At a panel held Aug. 13 at the right-wing American Enterprise
Institute in Washington, Munich analogies abounded.
Ralph Peters, a retired Army lieutenant colonel and prominent foreign
policy hawk, mocked the Aug. 13 peace agreement between Russia and
Georgia brokered by French President Nicholas Sarkozy.
“President Sarkozy has landed in Paris holding in his hand a piece of
paper guaranteeing peace in our time,” Mr. Peters said, eliciting
widespread laughter from the audience. Once again, the reference was
to a statement of Prime Minister Chamberlain’s following the Munich
conference.
Mr.
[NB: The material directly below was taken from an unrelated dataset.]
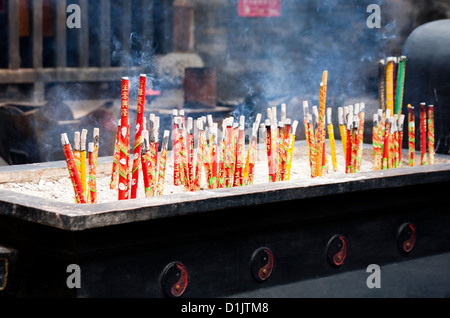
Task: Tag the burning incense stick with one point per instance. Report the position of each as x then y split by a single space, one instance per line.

Peters ended his remarks by making the Putin-Hitler analogy
explicit.
The Hitler and Chamberlain analogies have long been staples of
neoconservative rhetoric, but their application to the situation in
Georgia has triggered a backlash.
Joe Klein, a prominent centrist political pundit who has become
involved in a series of rancorous disputes with neoconservatives in
recent months, mocked Robert Kagan’s use of the Sudetenland analogy.
“When a column begins like this … the author has got to be a
neoconservative pushing for the next war,” he wrote in a blog post
entitled “It’s Raining Nazis.”
Dimitri Simes, president of the Nixon Center, advocated U.S.
assistance to the Georgian regime in the National Interest, a journal
which is today known as a bastion of foreign policy realism. But Mr.
Simes urged policymakers to “disregard the hysterical diatribes of
(Georgian President Mikheil) Saakashvili’s American champions, who
protest too much—perhaps because their irresponsible encouragement of
the Georgian president was a contributing factor on the road to the
war.”
At the American Enterprise Institute panel, Mr. Peters was blistering
in his criticism of the U.S. response to the war but stopped short of
calling for direct military action. He recommended measures such as
expelling Russia from the G-8 and World Trade Organization and
revoking Russia’s right to host the 2014 Winter Olympic Games.